In studies of HEK and 3T3 cells, the study authors reported an average of nearly 2,000 and 1,200 UMIs per 100 square µm — roughly the area analyzed by other sequencing-based spatial methods such as Slide-seq or deterministic barcoding in tissue sequencing (DBiT-seq) — at sequencing depths of 30 million reads per replicate.
Kishi noted that the method only creates amplicons from cells receiving the barcode treatment. "We're only paying to sequence the cells we’re interested in," she said. Library preparation per slide totals approximately $35 per sample, excluding Illumina library preparation, which about doubles that. Sequencing costs depend on how deeply one wants to sequence, she said, which can vary.
"It offers answers to really targeted questions without having to break the bank or jump through a lot of hoops for sample prep," West said.
Sinem Saka, a coauthor who is now at the European Molecular Biology Laboratory in Heidelberg, Germany, noted that Light-Seq enables discovery research because it doesn't require a special sample preparation from the beginning. "You don't need to know in advance you'll do all of this," she said.
In the study, the researchers performed analyses of rare cells in the retina that are scattered throughout space and different layers of the tissue. They would have been nearly impossible to single out with other methods. "You can't just take a big section if you want this individual cell addressability," West said.
While mostly a proof-of-concept paper, she said their data suggest interesting new biology.
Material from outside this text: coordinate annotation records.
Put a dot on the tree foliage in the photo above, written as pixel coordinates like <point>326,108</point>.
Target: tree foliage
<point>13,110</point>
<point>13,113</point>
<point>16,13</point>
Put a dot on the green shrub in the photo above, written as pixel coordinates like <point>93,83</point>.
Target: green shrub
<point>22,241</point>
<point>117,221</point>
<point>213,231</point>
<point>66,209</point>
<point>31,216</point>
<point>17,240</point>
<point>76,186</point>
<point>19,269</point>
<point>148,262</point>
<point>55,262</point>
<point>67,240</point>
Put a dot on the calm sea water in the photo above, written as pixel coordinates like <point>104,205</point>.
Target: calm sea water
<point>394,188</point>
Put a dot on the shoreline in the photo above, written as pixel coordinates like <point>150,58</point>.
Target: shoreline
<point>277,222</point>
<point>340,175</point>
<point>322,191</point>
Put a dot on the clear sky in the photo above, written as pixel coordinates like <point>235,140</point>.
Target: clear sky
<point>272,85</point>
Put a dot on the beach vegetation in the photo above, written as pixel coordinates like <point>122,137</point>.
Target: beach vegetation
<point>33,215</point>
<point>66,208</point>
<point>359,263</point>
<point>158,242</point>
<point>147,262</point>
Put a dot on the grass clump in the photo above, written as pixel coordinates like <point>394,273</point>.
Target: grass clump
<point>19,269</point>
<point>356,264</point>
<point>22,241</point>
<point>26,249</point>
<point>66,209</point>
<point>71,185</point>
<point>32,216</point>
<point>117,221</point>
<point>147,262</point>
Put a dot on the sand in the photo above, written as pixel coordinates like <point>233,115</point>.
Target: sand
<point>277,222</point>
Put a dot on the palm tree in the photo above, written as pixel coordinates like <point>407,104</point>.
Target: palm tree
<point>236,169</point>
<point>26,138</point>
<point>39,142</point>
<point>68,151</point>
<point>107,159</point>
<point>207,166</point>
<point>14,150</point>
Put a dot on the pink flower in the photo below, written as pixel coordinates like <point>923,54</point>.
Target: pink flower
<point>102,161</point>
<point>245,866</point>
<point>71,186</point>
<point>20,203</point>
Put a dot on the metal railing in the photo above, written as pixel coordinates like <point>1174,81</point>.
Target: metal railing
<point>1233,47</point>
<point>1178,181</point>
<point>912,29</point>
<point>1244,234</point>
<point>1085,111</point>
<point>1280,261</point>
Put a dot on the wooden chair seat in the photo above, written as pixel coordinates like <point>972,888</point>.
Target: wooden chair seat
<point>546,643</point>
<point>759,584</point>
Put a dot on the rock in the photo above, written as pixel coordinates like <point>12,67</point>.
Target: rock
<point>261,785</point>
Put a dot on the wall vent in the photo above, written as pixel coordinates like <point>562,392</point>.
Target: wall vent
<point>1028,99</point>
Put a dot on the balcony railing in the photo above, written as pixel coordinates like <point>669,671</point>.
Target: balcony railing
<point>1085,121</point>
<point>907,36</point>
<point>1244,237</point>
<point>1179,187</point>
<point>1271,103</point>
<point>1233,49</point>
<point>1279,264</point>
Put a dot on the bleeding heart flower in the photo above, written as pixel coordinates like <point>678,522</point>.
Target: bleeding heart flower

She and others have tried and failed to capture the transcriptomes of these cells with sorting. "It's a rabbit hole someone should go down; very little is known about what they do," she said.
The paper heralds a new wave of technologies that provide both sequencing and spatial data from tissue slides.
In addition to the forthcoming Xenium in situ spatial genomics platform from 10x Genomics, other groups, like Luo's, are working on methods with a similar concept to Light-Seq.
Such strategies allow "arbitrary selection of regions of interest … which is a unique feature," Luo said.